Introduction:
Personal details such as email IDs, full names, phone numbers, and debit and credit card details of over 100 million users of Juspay has been breached by a hacker who posted the data for sale on the dark web, discovered a cyber-researcher last week.
The Bangalore-based start-up processes over 4 million transactions worth Rs 1000 crore every day across e-commerce platforms such as Amazon, Swiggy, Ola and others. The data dump was discovered in the first week of January by cybersecurity researcher, Rajshekhar Rajaharia.
JusPay, an Indian online payment platform, recently acknowledged that it sustained a breach of customer data in August. The announcement came a day after an independent security researcher reported that data on millions of JusPay customers had been offered for sale on a darknet forum. The breach appears to have stemmed from a recycled Amazon Web Services access key that enabled unauthorized access to its databases.
Scope:
The Payment Card Industry Data Security Standard (PCI DSS) is a set of requirements intended to ensure that all companies that process, store, or transmit credit card information maintain a secure environment.
The masked card data (non-sensitive data used for display) that was leaked has two crore records. Although the company claimed that their card vault was in a different PCI compliant system which was never accessed. Doing hundreds of rounds of hashing with multiple algorithms along with a salt (another number appended to the card number) Juspay claims, “The algorithms that we use are currently not possible to reverse engineer even given enough compute resources.”
Scale of Impact:
The breach revelation from JusPay shows nearly 100 million JusPay customer records are listed for sale on the darknet.
The data offered for sale includes 55 million JusPay’s customer’s names and contact details and 45 million transaction details, including masked debit and credit card information. The data is being offered for sale for $8,000, payable in bitcoin. JusPay’s masked data that is being offered for sale hid the first six digits of the payment card. The data listed for sale also includes a hash of the entire 16 digits of the card.

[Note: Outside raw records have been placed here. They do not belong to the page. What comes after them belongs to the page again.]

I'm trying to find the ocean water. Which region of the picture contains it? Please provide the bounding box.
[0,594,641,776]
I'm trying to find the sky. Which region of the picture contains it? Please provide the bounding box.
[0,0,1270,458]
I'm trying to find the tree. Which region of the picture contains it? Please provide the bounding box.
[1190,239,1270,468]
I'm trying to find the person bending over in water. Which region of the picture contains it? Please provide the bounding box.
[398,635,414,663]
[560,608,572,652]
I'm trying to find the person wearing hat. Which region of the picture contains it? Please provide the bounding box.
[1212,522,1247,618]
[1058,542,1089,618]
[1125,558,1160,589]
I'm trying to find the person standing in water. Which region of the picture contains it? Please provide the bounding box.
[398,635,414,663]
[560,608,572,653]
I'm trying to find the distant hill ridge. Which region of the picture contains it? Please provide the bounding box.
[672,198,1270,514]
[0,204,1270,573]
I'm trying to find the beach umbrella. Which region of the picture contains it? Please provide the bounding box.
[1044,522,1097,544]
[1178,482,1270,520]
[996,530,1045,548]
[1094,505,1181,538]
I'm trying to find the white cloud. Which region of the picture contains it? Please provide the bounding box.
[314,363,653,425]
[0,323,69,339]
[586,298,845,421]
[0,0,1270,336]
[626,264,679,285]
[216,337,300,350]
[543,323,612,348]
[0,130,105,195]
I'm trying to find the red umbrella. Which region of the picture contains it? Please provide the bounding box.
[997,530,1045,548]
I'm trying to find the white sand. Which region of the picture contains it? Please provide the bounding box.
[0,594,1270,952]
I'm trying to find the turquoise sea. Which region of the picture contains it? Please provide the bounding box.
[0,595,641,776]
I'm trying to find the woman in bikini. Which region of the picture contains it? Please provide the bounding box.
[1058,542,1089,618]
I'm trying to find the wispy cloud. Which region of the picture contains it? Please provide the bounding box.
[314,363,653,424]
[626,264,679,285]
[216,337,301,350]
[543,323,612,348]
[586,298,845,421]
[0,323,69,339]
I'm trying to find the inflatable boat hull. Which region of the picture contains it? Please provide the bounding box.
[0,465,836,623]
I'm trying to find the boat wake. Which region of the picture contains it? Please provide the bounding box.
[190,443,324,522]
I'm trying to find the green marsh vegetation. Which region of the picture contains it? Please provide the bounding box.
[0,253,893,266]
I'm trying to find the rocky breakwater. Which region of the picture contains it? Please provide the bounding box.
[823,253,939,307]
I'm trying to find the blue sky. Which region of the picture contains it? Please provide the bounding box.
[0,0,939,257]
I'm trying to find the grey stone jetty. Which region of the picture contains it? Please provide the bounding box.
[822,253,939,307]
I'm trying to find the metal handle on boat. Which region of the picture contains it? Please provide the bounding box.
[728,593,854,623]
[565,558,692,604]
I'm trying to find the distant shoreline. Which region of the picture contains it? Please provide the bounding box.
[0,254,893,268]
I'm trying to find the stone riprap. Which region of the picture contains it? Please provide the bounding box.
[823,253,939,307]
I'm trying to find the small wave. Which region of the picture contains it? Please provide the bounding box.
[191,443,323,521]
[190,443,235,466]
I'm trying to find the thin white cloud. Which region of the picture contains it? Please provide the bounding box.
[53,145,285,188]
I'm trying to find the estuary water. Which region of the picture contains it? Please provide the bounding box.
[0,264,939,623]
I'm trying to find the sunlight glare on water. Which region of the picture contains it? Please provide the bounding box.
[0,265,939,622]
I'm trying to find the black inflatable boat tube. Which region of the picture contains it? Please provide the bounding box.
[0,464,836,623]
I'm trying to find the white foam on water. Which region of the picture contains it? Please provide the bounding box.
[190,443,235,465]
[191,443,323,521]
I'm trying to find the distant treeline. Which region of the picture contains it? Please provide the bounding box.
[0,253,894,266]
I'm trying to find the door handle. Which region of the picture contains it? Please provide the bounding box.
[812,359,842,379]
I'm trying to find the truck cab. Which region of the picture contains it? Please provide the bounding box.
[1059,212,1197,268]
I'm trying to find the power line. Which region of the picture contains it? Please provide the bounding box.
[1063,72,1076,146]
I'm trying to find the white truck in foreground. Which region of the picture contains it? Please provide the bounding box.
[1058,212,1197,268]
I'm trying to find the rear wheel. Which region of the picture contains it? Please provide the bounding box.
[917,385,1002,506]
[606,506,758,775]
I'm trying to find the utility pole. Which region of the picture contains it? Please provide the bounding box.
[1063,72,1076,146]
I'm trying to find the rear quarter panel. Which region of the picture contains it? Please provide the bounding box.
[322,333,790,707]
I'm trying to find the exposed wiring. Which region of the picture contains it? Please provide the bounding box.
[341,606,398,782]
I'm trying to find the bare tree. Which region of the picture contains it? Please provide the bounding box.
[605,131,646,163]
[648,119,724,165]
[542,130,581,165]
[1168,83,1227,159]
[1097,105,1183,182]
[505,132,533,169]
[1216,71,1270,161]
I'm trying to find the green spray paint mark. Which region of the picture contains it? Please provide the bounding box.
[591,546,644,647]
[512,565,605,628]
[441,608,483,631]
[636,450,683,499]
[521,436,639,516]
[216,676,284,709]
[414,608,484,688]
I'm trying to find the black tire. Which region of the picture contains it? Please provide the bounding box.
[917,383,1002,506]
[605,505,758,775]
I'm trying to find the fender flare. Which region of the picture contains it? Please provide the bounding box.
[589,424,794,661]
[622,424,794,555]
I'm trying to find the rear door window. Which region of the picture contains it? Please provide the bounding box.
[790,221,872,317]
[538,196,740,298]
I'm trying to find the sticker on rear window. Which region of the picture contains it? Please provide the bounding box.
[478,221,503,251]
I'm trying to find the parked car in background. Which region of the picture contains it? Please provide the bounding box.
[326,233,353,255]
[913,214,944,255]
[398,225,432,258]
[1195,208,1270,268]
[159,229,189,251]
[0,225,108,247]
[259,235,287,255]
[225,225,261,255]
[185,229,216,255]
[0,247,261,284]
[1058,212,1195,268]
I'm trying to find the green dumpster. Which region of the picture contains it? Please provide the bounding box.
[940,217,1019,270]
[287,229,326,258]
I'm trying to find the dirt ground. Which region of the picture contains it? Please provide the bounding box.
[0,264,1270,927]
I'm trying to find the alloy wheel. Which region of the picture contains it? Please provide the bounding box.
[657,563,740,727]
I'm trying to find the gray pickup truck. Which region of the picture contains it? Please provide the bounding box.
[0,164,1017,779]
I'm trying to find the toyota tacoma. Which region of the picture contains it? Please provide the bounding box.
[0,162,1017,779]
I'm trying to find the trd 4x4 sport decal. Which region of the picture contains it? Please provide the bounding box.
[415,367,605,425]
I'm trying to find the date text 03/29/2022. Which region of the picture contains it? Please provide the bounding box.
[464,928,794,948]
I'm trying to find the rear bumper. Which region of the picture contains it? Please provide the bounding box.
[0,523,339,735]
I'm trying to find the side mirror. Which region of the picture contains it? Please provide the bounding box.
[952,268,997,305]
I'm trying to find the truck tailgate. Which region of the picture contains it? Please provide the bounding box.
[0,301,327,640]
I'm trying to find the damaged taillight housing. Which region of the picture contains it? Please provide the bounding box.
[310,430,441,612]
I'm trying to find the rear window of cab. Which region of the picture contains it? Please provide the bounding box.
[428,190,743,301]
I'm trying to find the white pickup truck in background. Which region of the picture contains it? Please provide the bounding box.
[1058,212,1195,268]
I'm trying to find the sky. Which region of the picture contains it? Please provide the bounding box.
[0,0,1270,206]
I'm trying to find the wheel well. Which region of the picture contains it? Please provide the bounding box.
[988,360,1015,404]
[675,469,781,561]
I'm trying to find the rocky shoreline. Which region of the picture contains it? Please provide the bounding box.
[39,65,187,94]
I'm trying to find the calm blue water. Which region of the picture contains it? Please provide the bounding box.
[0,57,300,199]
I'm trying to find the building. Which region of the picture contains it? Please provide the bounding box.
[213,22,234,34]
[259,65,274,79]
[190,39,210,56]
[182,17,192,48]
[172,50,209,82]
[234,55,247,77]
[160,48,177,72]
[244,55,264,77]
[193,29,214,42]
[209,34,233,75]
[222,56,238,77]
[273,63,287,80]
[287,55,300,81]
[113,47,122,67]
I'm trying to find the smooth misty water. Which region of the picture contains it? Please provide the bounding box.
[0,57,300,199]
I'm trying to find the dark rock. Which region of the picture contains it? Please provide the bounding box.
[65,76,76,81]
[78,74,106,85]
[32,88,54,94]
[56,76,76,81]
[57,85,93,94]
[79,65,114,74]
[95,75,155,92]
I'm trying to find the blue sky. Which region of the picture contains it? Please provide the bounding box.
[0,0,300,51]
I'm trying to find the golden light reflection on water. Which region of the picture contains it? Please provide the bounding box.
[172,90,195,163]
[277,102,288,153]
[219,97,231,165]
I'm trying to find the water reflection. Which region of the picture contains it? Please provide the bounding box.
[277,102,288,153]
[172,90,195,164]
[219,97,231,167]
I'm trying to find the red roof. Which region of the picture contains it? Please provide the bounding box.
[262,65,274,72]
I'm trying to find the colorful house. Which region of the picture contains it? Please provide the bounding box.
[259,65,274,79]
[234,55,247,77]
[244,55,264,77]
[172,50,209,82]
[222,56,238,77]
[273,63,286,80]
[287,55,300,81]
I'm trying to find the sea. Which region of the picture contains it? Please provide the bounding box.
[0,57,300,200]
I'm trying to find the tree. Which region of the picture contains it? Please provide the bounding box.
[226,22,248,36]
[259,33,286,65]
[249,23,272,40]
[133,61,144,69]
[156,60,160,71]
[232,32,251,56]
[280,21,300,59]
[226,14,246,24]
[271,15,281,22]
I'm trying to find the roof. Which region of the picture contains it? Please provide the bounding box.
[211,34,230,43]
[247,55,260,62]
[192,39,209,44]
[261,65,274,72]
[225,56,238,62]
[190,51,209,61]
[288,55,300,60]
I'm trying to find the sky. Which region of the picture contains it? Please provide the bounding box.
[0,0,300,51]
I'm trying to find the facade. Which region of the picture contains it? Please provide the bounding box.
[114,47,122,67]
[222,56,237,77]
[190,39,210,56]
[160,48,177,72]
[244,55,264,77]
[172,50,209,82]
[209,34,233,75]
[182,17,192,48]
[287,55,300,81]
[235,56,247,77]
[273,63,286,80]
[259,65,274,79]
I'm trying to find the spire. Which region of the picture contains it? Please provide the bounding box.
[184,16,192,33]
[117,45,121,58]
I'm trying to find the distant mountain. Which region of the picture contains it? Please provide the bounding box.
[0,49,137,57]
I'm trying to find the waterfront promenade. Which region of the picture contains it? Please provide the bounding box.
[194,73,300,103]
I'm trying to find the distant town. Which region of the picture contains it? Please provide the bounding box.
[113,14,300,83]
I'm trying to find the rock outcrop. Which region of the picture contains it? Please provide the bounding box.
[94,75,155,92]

However, the company also says that users’ PIN numbers, CVV numbers or passwords were not compromised in the breach.
Mitigation Strategy:
Juspay responded immediately to the incident and stopped the intrusion. According to the statement given by the company, some of the mitigation steps taken included:
1. Termination of the server used in the attack and sealing its egress/entry points.
2. Within the same day, a system audit was done to make sure the entire category of such issues is prevented. The company said, “Our merchants were informed of the
cyberattack on the same day and we worked with them to take various precautionary measures to safeguard information.”
3. Refreshing API keys and invalidating the old keys;
4. Enforcing 2 Factor Authentication for all of its tools and moving away from AWS key-based automation.
5. Adding threat-monitoring tools to its security profile to prevent further attacks.
Biggest Concern:
While breaches and subsequent data dumps like this are commonplace these days, what’s worrying, in this case, is the time lag between the breach and Juspay’s public acknowledgment of it.